El desencantamiento del mundo parece que está llegando a su fin. Cada día hay más personas que han evolucionado hacia una estructura de consciencia integral. Este nuevo salto en el desarrollo de la mente permite integrar las precedentes estructuras de consciencia, como son la arcaica, la mágica y la mítica, además de la mental. Cada una de ellas aporta un ingrediente básico para lograr una vida rica, significativa y plena. Necesitamos volver a percibir esta fuerza que lo anima todo y reescribir los mitos que permiten interiorizar la complejidad de la vida y la naturaleza humana. En este sentido, Ceuta ha sido una tierra fecunda para la mitología. El confín de Occidente era un espacio de tinieblas que sólo el héroe elegido era capaz de atravesar y llegar a un jardín maravilloso rebosante de vida. En el centro de este jardín paradisiaco se encontraba el árbol de la vida que, como Axis Mundi (eje del mundo), conectaba el inframundo -del que brota el manantial vital- con la dimensión celeste. El paraíso está delante de nuestros ojos, pero la mirada mayoritaria no tiene la suficiente profundidad para ver más allá de lo aparente. De manera paradójica nos dirigimos a un mundo cada vez más dominado por lo virtual. El problema estriba en que esta realidad virtual ha sido diseñada por el pentágono del poder que se sirve de la megamáquina para formatear nuestra mente y luego cargar una aplicación que permite controlar a la gente. La mirada está cada vez más pendiente de las pantallas y menos de la naturaleza que nos rodea y de las personas que forman parte de nuestra vida.
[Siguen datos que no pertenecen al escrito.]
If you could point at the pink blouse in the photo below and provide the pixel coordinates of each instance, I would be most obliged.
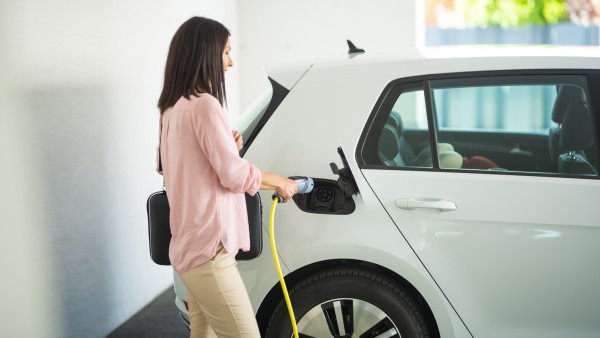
(205, 179)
La existencia exterior es cada vez más confortable, pero la interior es cada vez más pobre. La crisis interna del ser humano se ha agudizado de manera paralela a la promulgación del mito de la máquina. El pensamiento maquinal desprecia todo aquello que no puede ser cuantificado y aprehendido de manera tangible. El alma del mundo ha dejado de ser percibida. Pocos sienten la luz, aprecian las formas de la naturaleza, escuchan el sonido de las aves o captan el olor de las flores. La ambición espiritual ha sido sustituida por el ansia de poder y dinero. Las Musas han dejado de danzar e inspirar la mayor parte de los corazones. No obstante, ellas no han dejado de cantar para todos aquellos que les prestan atención. Confío en que los durmientes despierten y abran sus ojos para contemplar un mundo de nuevo animado y vital.